There is no compelling evidence that placement is the critical factor in student academic or social success; the classroom environment and quality of instruction have more impact than placement per se on the success of students with disabilities. Unfortunately, descriptive research on the condition of general education indicates that typical practice is different from the model programs that showed greatest success for students with disabilities. There is little evidence of the capacity of general educators as a group to make the extensive changes that are needed to facilitate more, and more successful, mainstreaming or inclusion, particularly if adequate resources are lacking.
The research does not support inclusion for all students with disabilities. On the contrary, it appears that there is a clear need for special education to continue, through preservation of the continuum of services. At the same time, the research indicates that, given adequate resources, more students could be assisted to become more successful in general education settings.What Are the Cost Implications?
Inclusion is not likely to lead to savings in the costs of education. Referring fewer students for special education and reducing the current expensive requirement of individual assessments should lead to some savings. It is unclear whether or to what extent current special education staffs would be reduced or retained. Depending on circumstances, special educators might be needed to operate pull-out resource rooms, consult with general educators, or work on a regular basis in the general classroom.
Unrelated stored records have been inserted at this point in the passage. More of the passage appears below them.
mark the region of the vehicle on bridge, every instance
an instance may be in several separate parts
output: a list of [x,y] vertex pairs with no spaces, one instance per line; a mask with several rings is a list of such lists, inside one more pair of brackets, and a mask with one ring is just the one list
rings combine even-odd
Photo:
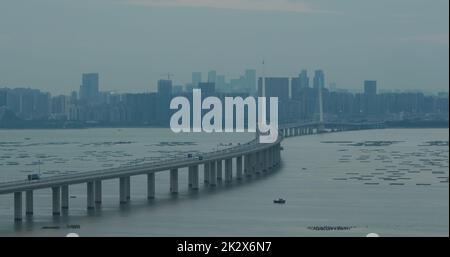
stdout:
[[27,176],[28,181],[39,180],[41,176],[39,174],[30,174]]

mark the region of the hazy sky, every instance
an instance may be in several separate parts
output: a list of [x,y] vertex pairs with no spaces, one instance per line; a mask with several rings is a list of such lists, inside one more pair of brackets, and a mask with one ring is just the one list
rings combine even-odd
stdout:
[[[0,0],[0,87],[153,91],[210,69],[448,91],[448,0]],[[260,74],[260,73],[259,73]]]

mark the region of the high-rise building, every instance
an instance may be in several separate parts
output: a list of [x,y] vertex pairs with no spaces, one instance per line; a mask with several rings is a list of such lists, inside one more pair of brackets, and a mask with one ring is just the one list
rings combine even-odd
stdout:
[[192,87],[198,87],[198,83],[202,82],[201,72],[192,72]]
[[86,103],[96,103],[99,97],[98,73],[84,73],[81,80],[80,100]]
[[216,92],[216,85],[212,82],[201,82],[198,87],[202,90],[202,96],[211,96]]
[[302,70],[300,74],[298,75],[298,78],[300,80],[300,88],[307,88],[309,87],[309,77],[306,70]]
[[314,72],[314,88],[325,88],[325,74],[322,70],[316,70]]
[[158,80],[158,94],[164,97],[170,97],[172,95],[172,80]]
[[6,106],[7,104],[7,92],[6,90],[0,90],[0,107]]
[[220,91],[220,92],[227,91],[224,75],[216,76],[216,88],[217,88],[217,91]]
[[248,93],[256,91],[256,70],[245,70],[245,84]]
[[302,92],[309,88],[309,78],[306,70],[302,70],[298,77],[291,79],[291,98],[300,100]]
[[[259,95],[262,94],[262,78],[258,80]],[[289,99],[289,78],[266,77],[264,80],[265,97],[278,97],[278,101]]]
[[208,72],[208,82],[216,83],[217,72],[215,70]]
[[376,95],[377,94],[377,81],[376,80],[365,80],[364,81],[364,94],[366,94],[366,95]]

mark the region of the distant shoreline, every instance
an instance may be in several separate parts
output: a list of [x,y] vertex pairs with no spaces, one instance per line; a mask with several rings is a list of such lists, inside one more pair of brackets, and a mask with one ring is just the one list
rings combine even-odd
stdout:
[[[434,121],[387,121],[386,128],[449,128],[449,122],[443,120]],[[78,122],[27,122],[9,126],[0,125],[0,130],[28,130],[28,129],[92,129],[92,128],[169,128],[168,126],[143,125],[143,124],[89,124]]]

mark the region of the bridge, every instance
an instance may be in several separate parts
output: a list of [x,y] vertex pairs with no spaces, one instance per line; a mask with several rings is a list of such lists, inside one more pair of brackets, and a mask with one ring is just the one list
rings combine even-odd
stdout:
[[[261,144],[257,139],[220,151],[203,155],[189,155],[165,161],[151,162],[141,165],[126,166],[79,172],[71,175],[58,175],[37,180],[18,180],[0,183],[0,194],[14,195],[14,220],[23,218],[23,193],[25,193],[25,215],[33,215],[33,192],[39,189],[51,189],[52,214],[61,215],[61,211],[69,209],[69,187],[75,184],[86,184],[88,210],[95,209],[102,202],[102,181],[117,179],[119,186],[119,202],[130,201],[131,176],[147,175],[147,198],[155,197],[155,174],[170,172],[170,193],[178,193],[178,172],[188,168],[189,190],[199,189],[199,166],[203,166],[204,185],[215,187],[224,179],[225,184],[233,179],[233,160],[237,180],[251,178],[257,174],[275,170],[280,164],[282,137],[271,144]],[[222,165],[224,164],[224,166]],[[222,177],[224,175],[224,177]]]
[[383,122],[293,122],[279,126],[278,133],[283,137],[292,137],[325,132],[382,129],[385,127],[386,125]]
[[[254,139],[245,144],[206,154],[189,155],[165,161],[150,162],[118,168],[79,172],[70,175],[58,175],[38,180],[18,180],[0,183],[0,194],[14,195],[14,220],[23,219],[23,193],[25,193],[25,215],[33,216],[33,192],[51,189],[52,215],[59,216],[69,209],[69,187],[86,184],[86,207],[93,210],[102,203],[102,181],[116,179],[119,187],[119,203],[130,201],[131,176],[147,176],[147,198],[155,198],[155,175],[158,172],[170,172],[170,193],[178,193],[179,169],[188,168],[189,190],[199,189],[199,167],[203,166],[203,184],[215,187],[218,181],[225,184],[236,180],[275,171],[281,163],[281,142],[285,137],[330,133],[348,130],[384,128],[383,123],[333,123],[333,122],[297,122],[279,127],[279,136],[274,143],[262,144]],[[235,165],[233,165],[233,162]],[[222,165],[224,164],[224,165]],[[236,170],[233,171],[233,167]],[[223,176],[224,175],[224,176]]]

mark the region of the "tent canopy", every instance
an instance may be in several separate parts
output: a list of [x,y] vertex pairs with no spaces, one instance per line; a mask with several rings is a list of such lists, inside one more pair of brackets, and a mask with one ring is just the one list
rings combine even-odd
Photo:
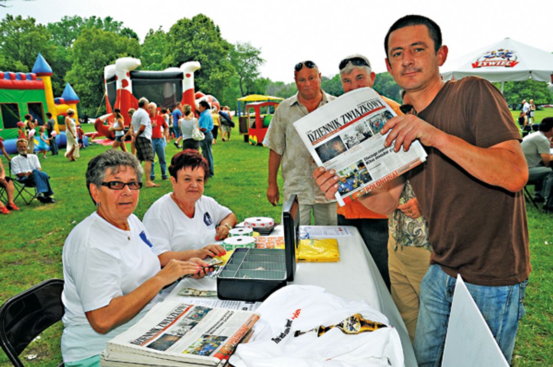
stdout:
[[444,80],[474,75],[490,82],[533,79],[553,82],[553,54],[510,38],[451,62],[441,71]]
The interventions described in this article required considerable investment of expensive resources. Possible savings mentioned above might be offset because school districts might need to (1) hire more teachers or more paraprofessionals to handle increased membership in general education classes and (2) provide considerable amounts of ongoing professional development activities to general educators and paraprofessionals. Increased time probably would be required for planning instruction and for problem solving about individual students, which in turn would demand innovative scheduling and release time.
In summary, research does not support assertions such as those in The Wall Street Journal or U.S. News and World Report that special education is cheating students academically or socially or that it costs more than adequately educating students with disabilities in general education settings. Instead, research supports the continuation of efforts to improve academic and social outcomes for students with disabilities in both special and general education settings and indicates that instruction, not setting, is the key to achievement of success as measured by student outcomes.